Descripción
El puesto implica la atención integral de personas mayores en un entorno residencial. Las responsabilidades principales incluyen el control y registro de constantes vitales como tensión arterial, frecuencia cardiaca, temperatura y peso, realizando un seguimiento clínico continuo en coordinación con el equipo auxiliar. También se administra la medicación pautada por el equipo médico, lo que conlleva coordinar su preparación y reparto con el personal auxiliar sanitario o de farmacia, y supervisar la correcta toma junto con supervisores y gerocultores. Este rol requiere una gestión meticulosa y un trabajo en equipo para garantizar la adherencia terapéutica y la seguridad de los residentes.Otra área fundamental es la aplicación de tratamientos y la realización de procedimientos de enfermería. Esto abarca la aplicación de tratamientos tópicos, la realización de curas de heridas y la ejecución de técnicas como la canalización de vías periféricas, la colocación y el cambio de sondas vesicales o bolsas de ostomía, el control de glucemia capilar y la administración de medicación por vías subcutánea, intravenosa o intramuscular. El profesional debe estar capacitado para actuar con precisión y seguir los protocolos establecidos, manteniendo un alto estándar de cuidados. La detección y actuación ante posibles urgencias médicas es crucial, aplicando los procedimientos de emergencia y movilizando los recursos necesarios de manera eficaz y segura para preservar la salud de los residentes.

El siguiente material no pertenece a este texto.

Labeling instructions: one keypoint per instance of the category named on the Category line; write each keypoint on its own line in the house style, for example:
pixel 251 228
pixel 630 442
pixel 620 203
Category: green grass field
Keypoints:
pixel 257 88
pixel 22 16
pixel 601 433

Además de las tareas clínicas, el puesto incluye funciones de educación y coordinación. Se educa en salud y cuidados tanto a los familiares de los residentes como al personal del centro, fomentando buenas prácticas y hábitos saludables que contribuyan al bienestar general. La participación en reuniones interdisciplinares es esencial para aportar información relevante y actualizada sobre el estado clínico de los residentes, facilitando la planificación de cuidados y la toma de decisiones consensuadas. Este entorno de trabajo demanda una comunicación clara, empatía y un compromiso con la calidad asistencial, operando dentro de un equipo multidisciplinar dedicado a la atención geriátrica.